Christian Estrosi, qui brigue un quatrième mandat, a également évoqué d'autres rumeurs circulant à son encontre, notamment sur une prétendue séparation avec son épouse et sur « des sommes mirobolantes » que le couple aurait touchées, qualifiant ces affirmations de « pur fantasme ». Il a dénoncé avec véhémence des « méthodes de barbouzes ignobles », visant clairement, sans le nommer, son principal adversaire à la mairie de Nice, Eric Ciotti, de l'Union des droites pour la République, allié du Rassemblement national.

« Je ne laisserai rien passer, ces méthodes sont ignobles pour la famille et tout d'abord pour ma fille de 8 ans à qui nous avons dû expliquer que non, son papa n'était pas malade, et que nous devons désormais consoler tous les soirs », a-t-il ajouté, soulignant l'impact émotionnel de ces rumeurs sur sa vie privée.

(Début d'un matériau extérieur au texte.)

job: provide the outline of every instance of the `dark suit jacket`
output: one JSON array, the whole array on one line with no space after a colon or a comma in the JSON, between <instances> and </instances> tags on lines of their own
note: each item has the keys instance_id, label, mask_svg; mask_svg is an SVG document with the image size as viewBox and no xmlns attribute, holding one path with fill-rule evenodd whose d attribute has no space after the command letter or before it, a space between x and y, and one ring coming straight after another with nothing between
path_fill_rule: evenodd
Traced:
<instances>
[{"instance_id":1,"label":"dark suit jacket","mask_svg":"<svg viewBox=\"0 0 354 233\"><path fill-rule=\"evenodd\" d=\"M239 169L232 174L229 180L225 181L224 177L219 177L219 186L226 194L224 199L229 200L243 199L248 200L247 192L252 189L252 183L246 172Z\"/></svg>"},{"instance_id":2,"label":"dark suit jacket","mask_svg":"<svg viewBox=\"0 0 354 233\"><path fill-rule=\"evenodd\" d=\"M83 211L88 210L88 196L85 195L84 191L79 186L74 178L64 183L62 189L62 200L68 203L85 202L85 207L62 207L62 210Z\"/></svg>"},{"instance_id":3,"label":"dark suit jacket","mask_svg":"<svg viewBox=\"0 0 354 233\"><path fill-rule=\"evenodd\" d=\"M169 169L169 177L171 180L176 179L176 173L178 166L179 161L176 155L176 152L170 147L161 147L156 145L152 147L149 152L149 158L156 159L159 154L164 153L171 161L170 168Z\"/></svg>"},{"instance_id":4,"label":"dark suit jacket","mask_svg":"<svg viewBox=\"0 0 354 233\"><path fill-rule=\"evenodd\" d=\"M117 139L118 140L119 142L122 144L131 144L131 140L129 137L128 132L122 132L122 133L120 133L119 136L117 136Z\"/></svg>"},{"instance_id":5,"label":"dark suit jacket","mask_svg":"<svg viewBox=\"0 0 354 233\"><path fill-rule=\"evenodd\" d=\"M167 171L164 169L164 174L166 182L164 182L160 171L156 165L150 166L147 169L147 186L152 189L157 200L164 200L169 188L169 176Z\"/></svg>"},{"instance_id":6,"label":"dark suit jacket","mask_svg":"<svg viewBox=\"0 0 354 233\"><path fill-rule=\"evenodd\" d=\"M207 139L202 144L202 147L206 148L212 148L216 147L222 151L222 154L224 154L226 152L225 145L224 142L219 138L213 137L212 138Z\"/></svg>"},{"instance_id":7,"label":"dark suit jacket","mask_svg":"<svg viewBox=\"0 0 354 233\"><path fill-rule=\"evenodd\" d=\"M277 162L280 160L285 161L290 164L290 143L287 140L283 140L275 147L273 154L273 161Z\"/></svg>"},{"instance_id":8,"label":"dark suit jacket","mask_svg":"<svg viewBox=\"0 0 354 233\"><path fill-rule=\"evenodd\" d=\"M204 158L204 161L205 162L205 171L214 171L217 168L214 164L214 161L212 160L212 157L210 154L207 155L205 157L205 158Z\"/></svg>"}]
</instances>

Un contexte électoral tendu et des enquêtes judiciaires

Cette séquence intervient dans un climat de rivalité accrue entre Christian Estrosi et Eric Ciotti, autrefois compagnons de route. Les tensions se sont durcies ces dernières semaines, avec des attaques systématiques contre chaque nouveau colistier présenté par l'un des deux candidats et une multiplication des signalements judiciaires.

Vendredi soir, le parquet de Nice a confirmé l'ouverture d'une enquête préliminaire pour « favoritisme » et « corruption » concernant une commande de masques chirurgicaux passée par la ville lors de l'épidémie de Covid en 2020. La Métropole Nice Côte d'Azur a reconnu une commande d'équipements sanitaires pour 1,1 million d'euros en avril 2020, mais affirme n'avoir « aucun lien contractuel » avec la société mise en cause.

En janvier, un signalement d'un « lanceur d'alerte anonyme » avait déjà conduit à l'audition d'Eric Ciotti dans le cadre d'une enquête sur des soupçons de fichages illégaux, illustrant l'intensité de la bataille politique à Nice à l'approche des élections municipales.